October 8, 2010 by · 6 Comments
Filed under: Social Brain 

One of Nietzsche’s most resonant remarks was that ‘man has no ears for that to which experience has given him no access.’ Sometimes you just can’t process an idea, because you don’t have the mental tools or reference points to make sense  of it.

Sometimes a whole ‘way of being’ passes you by, because you are simply not aware that such an experiential state is possible. The classic illustration is HG Wells’s short  story, The Country of the Blind, in which a man with vision fails to convey to the blind that there is a fith sense, and that he can see. Instead, he is thought to be ‘unstable’ because of his ‘obsession’ with sight.

Such considerations are pertinent with regard to mindfulness, because one of the main ideas that motivates the practice of mindfulness is the idea of  ‘doing’ less, and ‘being’ more. Don’t just do something, sit there! is one vernacular way to capture the injunction to be mindful.

But what does it mean to just ‘be’? If you have no experience of meditation, the idea of just ‘being’ sounds passive, pointless and indulgent. But if you have tasted the experience of freedom that comes from feeling that you don’t have to ‘do’ anything, you know that it is often wonderfully cleansing, and even productive.

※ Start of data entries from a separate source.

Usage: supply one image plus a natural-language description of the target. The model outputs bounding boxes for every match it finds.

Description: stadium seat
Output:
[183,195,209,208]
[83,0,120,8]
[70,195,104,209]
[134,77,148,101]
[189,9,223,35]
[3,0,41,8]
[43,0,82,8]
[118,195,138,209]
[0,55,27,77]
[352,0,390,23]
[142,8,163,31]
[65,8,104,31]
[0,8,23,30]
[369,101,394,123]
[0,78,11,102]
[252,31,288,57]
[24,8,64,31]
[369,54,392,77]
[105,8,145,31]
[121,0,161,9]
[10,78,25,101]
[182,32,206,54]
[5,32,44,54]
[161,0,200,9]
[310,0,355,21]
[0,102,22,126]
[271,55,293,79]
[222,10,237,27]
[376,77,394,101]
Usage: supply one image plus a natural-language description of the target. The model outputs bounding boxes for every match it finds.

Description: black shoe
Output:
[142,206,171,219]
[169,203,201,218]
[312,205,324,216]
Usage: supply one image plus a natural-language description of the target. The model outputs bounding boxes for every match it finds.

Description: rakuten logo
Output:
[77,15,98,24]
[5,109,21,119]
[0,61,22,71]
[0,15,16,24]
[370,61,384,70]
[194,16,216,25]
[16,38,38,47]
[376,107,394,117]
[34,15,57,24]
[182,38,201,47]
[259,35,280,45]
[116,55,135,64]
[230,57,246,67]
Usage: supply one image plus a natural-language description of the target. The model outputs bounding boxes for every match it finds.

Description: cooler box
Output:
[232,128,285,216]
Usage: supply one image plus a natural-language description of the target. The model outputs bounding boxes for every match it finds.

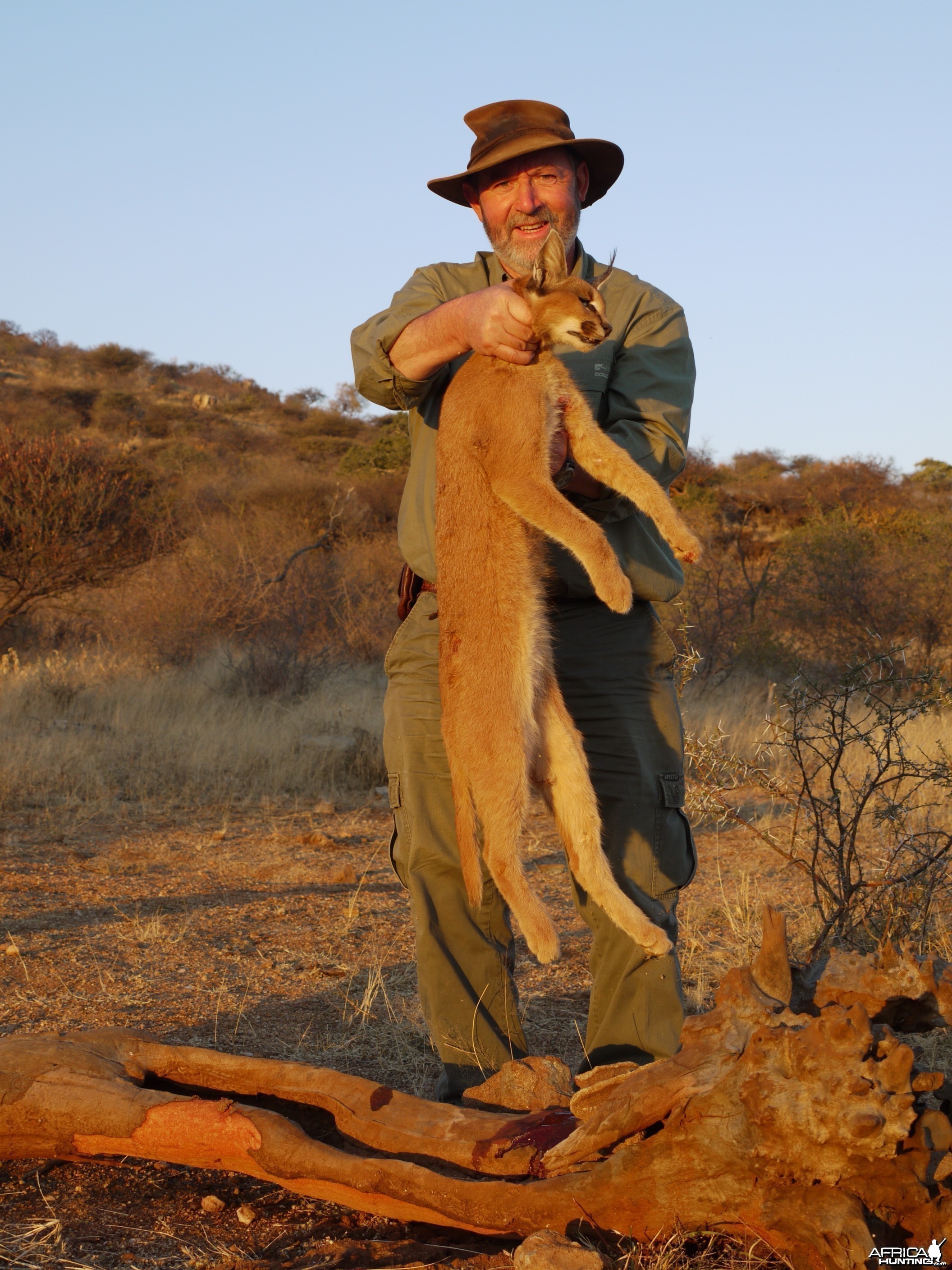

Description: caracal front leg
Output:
[493,473,631,613]
[562,383,700,562]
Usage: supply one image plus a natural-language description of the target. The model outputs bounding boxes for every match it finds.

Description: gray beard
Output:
[484,203,581,278]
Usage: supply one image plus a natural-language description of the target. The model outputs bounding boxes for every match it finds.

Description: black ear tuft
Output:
[532,230,569,287]
[591,248,618,291]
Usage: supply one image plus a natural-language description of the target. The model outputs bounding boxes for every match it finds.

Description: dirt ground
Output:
[0,797,863,1270]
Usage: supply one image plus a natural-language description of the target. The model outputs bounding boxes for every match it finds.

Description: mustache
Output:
[505,206,556,232]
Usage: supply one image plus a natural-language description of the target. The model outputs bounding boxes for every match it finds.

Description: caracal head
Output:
[513,230,614,353]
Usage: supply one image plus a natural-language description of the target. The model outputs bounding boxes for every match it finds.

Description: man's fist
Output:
[456,282,538,366]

Moreover, from the perspective of ‘being’, so much of what passes for productive activity looks frenzied, hubristic and futile.

From the perspective of 'being', so much of what passes for productive activity looks frenzied, hubristic and futile.

The point is not that we should all stop and do nothing, but that we need to recognise how much more creative, considerate and judicious our actions could be if they were grounded in a daily experience of just being. Indeed, although mindfulness in the west is a largely secular practice, the notion that being should underpin and inform doing has a distinguished spiritual pedigree. A secular translation of Christ’s statement that: ‘The kingdom of heaven lies within you’ might be: ‘go and meditate’ . Perhaps the core message of the Hindu holy text, The Bhagvad Gita, is ‘grounded in being, perform action.’ That is sound, if abstract advice. A sweeter version of the same idea is expressed by Lao Tzu: “Search your heart and see. The way to do is to be.”

From the western canon, Pascal famously said that all of our miseries stem from not being able to sit in a quiet room alone, and Kafka penned the fabulous suggestion: “You do not need to leave your room. Remain sitting at your table and listen. Do not even listen, simply wait, be quiet, still and solitary. The world will freely offer itself to you to be unmasked, it has no choice, it will roll in ecstasy at your feet.”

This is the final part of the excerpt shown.